The quality of that structure is a major factor in the reliability of the simulation
results; a 2-Å resolution crystal structure, for example, provides a much better starting
point than either a 4-Å resolution crystal structure or a homology model.
Future developments
We expect that the capabilities of MD as a method for membrane protein physiology
will grow substantially in the future. Some of the most immediate changes will likely
result from recent advances that allow dramatically faster simulations: Anton accelerates
MD simulations by orders of magnitude compared with the previous state of the art
(Shaw et al., 2009), and its application to membrane proteins has just begun. In addition
to extending simulations to previously inaccessible timescales on which many events
of physiological interest occur, these speedups mean that simulations that previously
required months now take just days. Recent software advances provide an efficient
means to rapidly analyze and process the large quantities of data produced by such
high-throughput simulations (Tu et al., 2008). These combined developments enable
an iterative process of discovery in which the results of one simulation guide the
setup of the next—a sea change in simulation workflow that brings MD simulations in
line with experimental methods: hypothesize, test, revise hypothesis, test, and so
on.
By facilitating increasingly direct comparisons between simulated and experimental
results, longer simulations will also foster improved force fields (Lindorff-Larsen
et al., 2010). More accurate force fields, in turn, will enable ever better quantitative
measurements by simulation, including the determination of kinetic quantities (e.g.,
rates of transport or conformational change) as well as thermodynamic quantities (e.g.,
free energies of ligand binding, computed in a manner that properly accounts for protein
flexibility).
Continued improvements in computer power will also facilitate simulations of larger
molecular systems at atomistic detail over useful timeframes. Increasingly, MD is
being applied not only to study the behavior of individual proteins, but also to the
study of larger macromolecular complexes (Schulten et al., 2008).

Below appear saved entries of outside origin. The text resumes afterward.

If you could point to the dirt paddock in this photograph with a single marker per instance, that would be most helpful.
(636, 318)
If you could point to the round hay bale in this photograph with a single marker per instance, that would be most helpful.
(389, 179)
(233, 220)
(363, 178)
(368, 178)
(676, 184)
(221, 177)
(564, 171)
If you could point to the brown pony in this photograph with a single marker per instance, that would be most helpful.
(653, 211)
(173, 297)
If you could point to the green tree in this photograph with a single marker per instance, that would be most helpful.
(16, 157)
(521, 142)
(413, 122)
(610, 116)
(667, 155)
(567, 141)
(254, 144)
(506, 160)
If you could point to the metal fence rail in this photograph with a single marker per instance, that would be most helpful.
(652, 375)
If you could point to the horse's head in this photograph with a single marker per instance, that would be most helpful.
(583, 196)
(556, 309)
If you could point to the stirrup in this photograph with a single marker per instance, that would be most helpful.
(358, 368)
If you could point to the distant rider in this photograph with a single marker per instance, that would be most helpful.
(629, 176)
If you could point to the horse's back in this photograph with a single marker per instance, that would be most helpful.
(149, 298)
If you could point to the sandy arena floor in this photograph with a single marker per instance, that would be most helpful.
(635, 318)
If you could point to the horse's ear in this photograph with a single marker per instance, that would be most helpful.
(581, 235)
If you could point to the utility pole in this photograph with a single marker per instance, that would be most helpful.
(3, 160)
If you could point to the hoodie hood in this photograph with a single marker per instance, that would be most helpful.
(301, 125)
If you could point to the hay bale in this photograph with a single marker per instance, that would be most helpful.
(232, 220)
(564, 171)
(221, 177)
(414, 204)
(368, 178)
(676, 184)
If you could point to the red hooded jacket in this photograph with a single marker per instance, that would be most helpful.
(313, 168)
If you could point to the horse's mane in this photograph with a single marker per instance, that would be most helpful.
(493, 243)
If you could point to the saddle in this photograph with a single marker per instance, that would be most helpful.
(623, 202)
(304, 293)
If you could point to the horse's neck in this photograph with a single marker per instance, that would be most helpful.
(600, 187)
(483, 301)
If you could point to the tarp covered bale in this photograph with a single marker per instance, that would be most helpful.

MD simulation has already begun to function as a “computational microscope,” facilitating
discovery in spatial and temporal domains that would otherwise be inaccessible. Over
time, we expect that observations from this computational microscope will become a
routine source of primary data in biology, alongside data from traditional and novel
experimental methods. In several other fields—aircraft design, computer chip design,
and nuclear stockpile stewardship, to name a few—simulations are often performed in
preference to experiments because simulations may be cheaper, more flexible, and more
accurate. The complexity of biological systems is such that experiments, especially
in vivo experiments, will continue to play an indispensable role in molecular physiology,
but simulations may become an equal partner, offering a view of cell biology at a
level of spatial and temporal detail inaccessible through experiment alone.